After chronicling some of the unsettling and deeply disquieting facts that surround the way our food is produced (Tong quotes Paul McCartney: “If slaughterhouses had glass walls, everyone would be a vegetarian”), she writes, “With food there are things we’d rather not know. And here’s the rub: we know we’d rather not know. Scientists have found that our brains will shut down information that doesn’t make us feel good, or that causes stress, which is one reason we tune out suffering.”

The book is informed by the many years she has spent working as a science journalist. “I was starting to see the world in a very different way because I was seeing it from the perspectives of all the scientists I was working with and speaking to,” says Tong. “And [those interactions] were revealing a deeper picture of the world that the average person wasn’t able to see.”

But even scientists struggle to see the big picture sometimes. “As a science broadcaster, I get to talk to the smartest people in the world – like really, really, ridiculously smart people – and many of them couldn’t … answer basic questions about the systems that keep us alive. We are all so specialized these days. We’re not big-system thinkers, essentially. And we need to learn to become system thinkers. We need to have a better understanding about how to connect the dots and how everything kind of interconnects. When we’re too specialized, when we’re too focused on our own little departments, we’re going to run into a lot of trouble.”

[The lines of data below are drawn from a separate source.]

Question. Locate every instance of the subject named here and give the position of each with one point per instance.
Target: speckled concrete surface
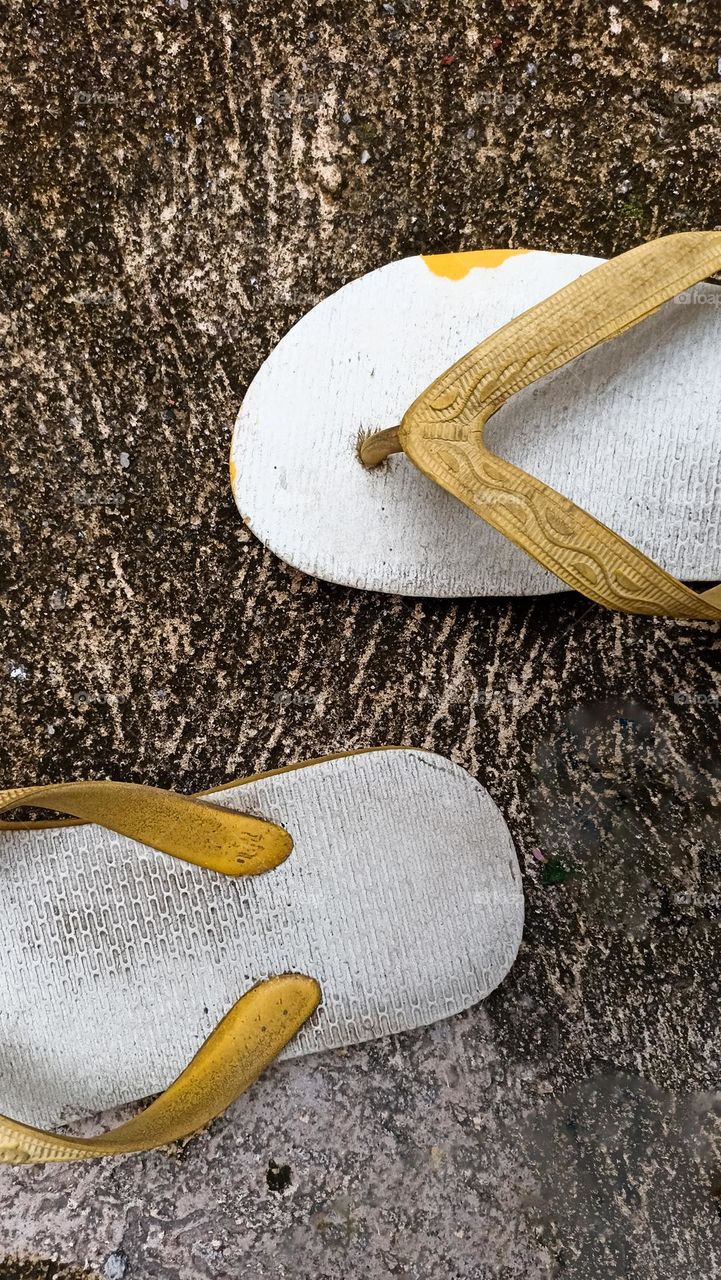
(181, 182)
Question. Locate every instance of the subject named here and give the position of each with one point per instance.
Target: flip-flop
(629, 432)
(401, 903)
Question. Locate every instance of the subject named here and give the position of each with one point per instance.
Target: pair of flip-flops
(389, 877)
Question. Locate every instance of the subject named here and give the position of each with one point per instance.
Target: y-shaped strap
(442, 433)
(255, 1029)
(186, 827)
(242, 1045)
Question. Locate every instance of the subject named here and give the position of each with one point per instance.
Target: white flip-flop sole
(402, 896)
(629, 430)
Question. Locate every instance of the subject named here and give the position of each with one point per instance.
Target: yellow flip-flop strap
(442, 433)
(194, 830)
(255, 1029)
(242, 1045)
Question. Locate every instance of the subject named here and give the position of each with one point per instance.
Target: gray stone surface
(181, 182)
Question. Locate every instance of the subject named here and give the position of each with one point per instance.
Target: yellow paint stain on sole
(455, 266)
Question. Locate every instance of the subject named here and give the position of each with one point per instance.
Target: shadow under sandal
(628, 432)
(386, 880)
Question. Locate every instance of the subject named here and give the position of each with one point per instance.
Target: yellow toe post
(240, 1048)
(442, 432)
(374, 448)
(192, 830)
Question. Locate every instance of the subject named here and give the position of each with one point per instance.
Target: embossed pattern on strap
(240, 1048)
(442, 432)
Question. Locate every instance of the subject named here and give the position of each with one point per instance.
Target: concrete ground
(182, 181)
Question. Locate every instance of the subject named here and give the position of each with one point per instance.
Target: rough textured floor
(181, 182)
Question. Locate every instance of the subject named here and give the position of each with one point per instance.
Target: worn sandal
(628, 432)
(401, 901)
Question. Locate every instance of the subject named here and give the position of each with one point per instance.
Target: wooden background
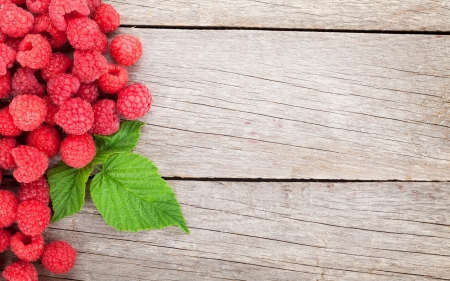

When asked what surprised her the most as she did the research for the book, Tong laughs. “The value of human [excrement] really surprised me!” There is a lengthy section about poo in the book and it does make for interesting reading. Human excrement was once so valued as a fertilizer in places like Japan, that landlords would offer lower rents to larger families who were capable of producing more of the stuff.

While The Reality Bubble raises alarms about the way we’ve constructed the life systems that sustain us, Tong also cautions readers to pay attention to the ways in which we are using some of our technological advances. Her chapter on the rise of sophisticated surveillance technologies would definitely give George Orwell the heebie-jeebies.

“One of the key statements in the beginning of the book is, ‘In the 21st century, there are cameras everywhere – except for where our food comes from, where our energy comes from, and where our waste goes,’” says Tong. “And so, I wanted to highlight that, yes, we don’t understand fundamentally what our life support system is, but boy, oh boy, do we seem to be monitoring ourselves in a really hyper-accelerated and dominant way.”

While the book is, in many ways, a deadly serious plea for us to pay more attention to the ways in which we are affecting our world, Tong covers a lot of ground in ways that are both unexpected and entertaining. Readers discover how radiocarbon from nuclear bomb blasts helped solve a forensic mystery, and why British hikers have “the right to roam” through Madonna’s U.K. estate.

Still, there is no escaping the fact that Tong’s book deals with many disturbing themes. At one point, she notes that every 150 kilograms of product that we see on store shelves results in another 3,000 kilograms of waste that we don’t see. Quoting estimates from the World Wildlife Fund (she recently stepped down as the vice-chair of WWF Canada and joined the WWF’s international board), Tong points to a 67 per cent decline in wildlife populations around the planet since 1970.

“I think the years ahead are going to be incredibly difficult,” says Tong. “We are going to suffer from food shortages, we’re going to see mass migrations of people because of drought, we’re going to lose a lot of our natural resources – that’s already happening and it’s going to accelerate.

“I think of my grandfather, though, who was alive after World War II, and he wasn’t contending with a situation that was on its way to becoming catastrophic like ours is, he was in a situation that was totally catastrophic. He was in a world that was filled with famine, rubble, absolute chaos and destruction – and yet his generation and the generation after his were able to rebuild [that world] into the world we have today.

“We’re in a very, very dangerous time,” says Tong. “I’m no Pollyanna about that. But I definitely have a sense that we’re waking up at the right moment.”